IRTF coordinates a rapid response network of letter-writers and signatories responding to urgent human rights alerts from Colombia, Central America and Southern Mexico. The letters help protect people living under threat, demand investigations into human rights crimes and bring human rights criminals to justice. They send these letters to U.S. congresspersons, ambassadors, human rights officers, the Inter-American Commission on Human Rights, representatives of the United Nations and officers of the U.S. State Department. Read recent letters and learn about the cases they address here. Join and support the RRN here.
One way IRTF’s work differs from the work done by many of our partners is the org’s “intentionally limited participation in advocacy.” Although IRTF frequently joins with groups that build political power around specific issues or legislation, they put more energy into what Chrissy calls, “prefiguring the new worlds we’re building.” For me, that’s really inspiring — a way to live and act with and for each other now, in this moment, while also supporting work that makes possible the kind of deep structural change that happens through policy.
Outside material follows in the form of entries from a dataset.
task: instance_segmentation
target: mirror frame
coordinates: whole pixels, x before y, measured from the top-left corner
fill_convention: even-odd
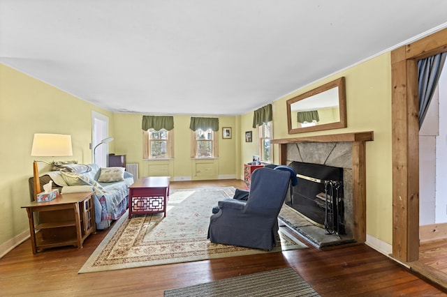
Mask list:
[[[316,125],[311,127],[292,128],[292,115],[291,105],[296,102],[307,99],[314,95],[318,94],[325,91],[338,86],[338,102],[340,113],[340,121],[323,125]],[[338,129],[346,128],[346,94],[345,89],[344,77],[330,82],[322,86],[309,91],[291,99],[288,99],[287,103],[287,128],[288,134],[303,133],[305,132],[321,131],[324,130]]]

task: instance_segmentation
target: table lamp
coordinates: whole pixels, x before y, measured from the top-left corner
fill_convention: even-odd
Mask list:
[[[31,149],[31,156],[38,157],[63,157],[73,155],[71,146],[71,135],[62,134],[34,134],[33,146]],[[39,182],[39,170],[38,162],[50,162],[41,160],[34,160],[33,163],[33,181],[34,200],[37,195],[41,192],[41,183]]]

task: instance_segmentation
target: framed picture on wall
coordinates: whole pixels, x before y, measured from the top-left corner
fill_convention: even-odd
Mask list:
[[[251,142],[251,131],[247,131],[245,132],[245,142]]]
[[[222,128],[222,138],[230,139],[231,138],[231,128],[229,127],[224,127]]]

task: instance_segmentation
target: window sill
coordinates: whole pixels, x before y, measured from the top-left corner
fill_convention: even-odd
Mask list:
[[[217,160],[219,158],[207,157],[207,158],[191,158],[191,160]]]
[[[159,159],[142,159],[144,161],[169,161],[171,160],[174,160],[173,158],[159,158]]]

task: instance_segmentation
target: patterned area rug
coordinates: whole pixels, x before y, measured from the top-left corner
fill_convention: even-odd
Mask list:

At Policy Matters Ohio, we talk a lot about “movement building” — the idea that smart, research-driven policy solutions alone aren’t enough, and that we need to build momentum, which means building power with people, which requires growing genuine relationships. That takes time. But it also takes energy, commitment, and shared values that we build together. I asked Chrissy what they thought about movement building. They spoke about the “Beloved Community” — a term popularized by Howard Thurman and expanded on by the Rev. Dr. Martin Luther King, Jr. — the ongoing Movement for Black Lives, and other current iterations of grassroots resistance. While these movements have concrete policy goals, they are about much more than that — because they have to be, because the power to enact progressive policy can only come from the people, and we have to build that power together, in our neighborhoods and streets and homes and families. That takes ongoing, interpersonal, spiritual work at the human level, and that’s the kind of work IRTF is doing.